As an RIA, no matter where you are in your career, you should be thinking about succession—either yours or the older owners in the firm. After all, a strong foundation for any firm established through hard work, dedication and the accumulation of more than a few gray hairs, should be the plan for the continuation of care for your clients and a way to monetize your ownership stake in your business. As a financial advisor, the end game isn’t just to take care of your clients’ financial goals today but to ensure that they’re set for tomorrow. The same could be said for the financial health of your practice.

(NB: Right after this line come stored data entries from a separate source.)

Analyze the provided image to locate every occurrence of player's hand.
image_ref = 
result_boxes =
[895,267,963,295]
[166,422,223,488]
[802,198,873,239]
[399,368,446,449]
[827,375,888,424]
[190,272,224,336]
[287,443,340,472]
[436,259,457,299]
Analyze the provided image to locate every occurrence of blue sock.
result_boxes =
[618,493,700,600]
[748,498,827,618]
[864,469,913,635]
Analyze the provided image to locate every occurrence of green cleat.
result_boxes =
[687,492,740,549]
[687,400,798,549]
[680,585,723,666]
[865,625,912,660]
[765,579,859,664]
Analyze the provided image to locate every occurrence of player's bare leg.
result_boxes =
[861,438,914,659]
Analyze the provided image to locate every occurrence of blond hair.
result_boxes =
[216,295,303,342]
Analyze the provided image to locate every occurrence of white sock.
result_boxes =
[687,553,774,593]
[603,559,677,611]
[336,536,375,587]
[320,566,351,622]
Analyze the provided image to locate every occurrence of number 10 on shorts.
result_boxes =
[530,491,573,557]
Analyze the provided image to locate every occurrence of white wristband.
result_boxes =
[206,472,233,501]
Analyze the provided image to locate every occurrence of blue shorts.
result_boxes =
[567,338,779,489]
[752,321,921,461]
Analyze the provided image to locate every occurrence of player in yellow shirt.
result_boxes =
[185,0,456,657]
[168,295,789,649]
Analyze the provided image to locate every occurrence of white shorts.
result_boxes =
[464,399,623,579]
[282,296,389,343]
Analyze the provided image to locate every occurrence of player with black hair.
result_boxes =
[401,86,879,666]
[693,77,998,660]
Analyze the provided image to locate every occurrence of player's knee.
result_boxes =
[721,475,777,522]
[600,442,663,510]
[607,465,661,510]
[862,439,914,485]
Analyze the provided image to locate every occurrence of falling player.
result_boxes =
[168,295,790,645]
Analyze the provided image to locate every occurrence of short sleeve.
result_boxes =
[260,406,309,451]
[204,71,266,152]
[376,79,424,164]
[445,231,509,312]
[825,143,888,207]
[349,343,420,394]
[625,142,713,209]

Mergers and acquisitions play a significant role in today’s succession planning considerations. Even if you are planning an internal succession plan, M&A can still be an important part of your plan as it is also a great strategy for growth. It’s your responsibility to do what’s right for your firm (and no one knows what “doing right” is better than you), but as an advisor, you’ll basically find yourself in one of these positions when it comes to your firm’s future and M&As:
- You’re open to a merger or acquisition but not actively pursuing this as an option for succession planning.
- You’ve made either a merger or acquisition a formal part of your succession and/or growth strategy.
- You’re not open to a merger or acquisition and you’re happy where you are for now. (But you have been or will be approached.)
So what are your options?
A) You can “ride it ‘til you die,” i.e., simply just work until you die and have your clients referred out when this happens.
B) You can be acquired, after which you either stay with the firm, for a specified amount of time or longer term, or leave.
C) Or you can merge with another firm to build scale, either for an internal sale or to possibly increase the value of the firm for an external sale.
Whatever you decide, here a few initial considerations I would recommend based on my own experience with a merger in 2009.
Start With Your Personal Goals
To begin, ask yourself what is it that you want to achieve for your future and how a merger or acquisition could help meet those goals. What about your clients and your staff? If you’re like me, you got into this business because you wanted to help people meet their financial goals, live comfortably with peace of mind and not outlive their money. Those same basic goals could be applied to you and your staff, but what else do you want to achieve? Do you want to sell your business to help fund your own future, to leave behind a legacy or to help your firm evolve by continuing to be a presence after you pass on the reins?
Making sure your goals match up with the merging or acquired firm’s is not only critical to your success; it sets the necessary tone going forward for your successors.
In my case, my firm was a small boutique practice, with about $250M in AUM. Our model was to lead with financial planning and charge upfront planning fees while also providing investment management, all with a very high-service, high-touch model. The firm we merged with was twice the size, with nearly twice the AUM and a model that focused more on academic investment expertise than financial planning.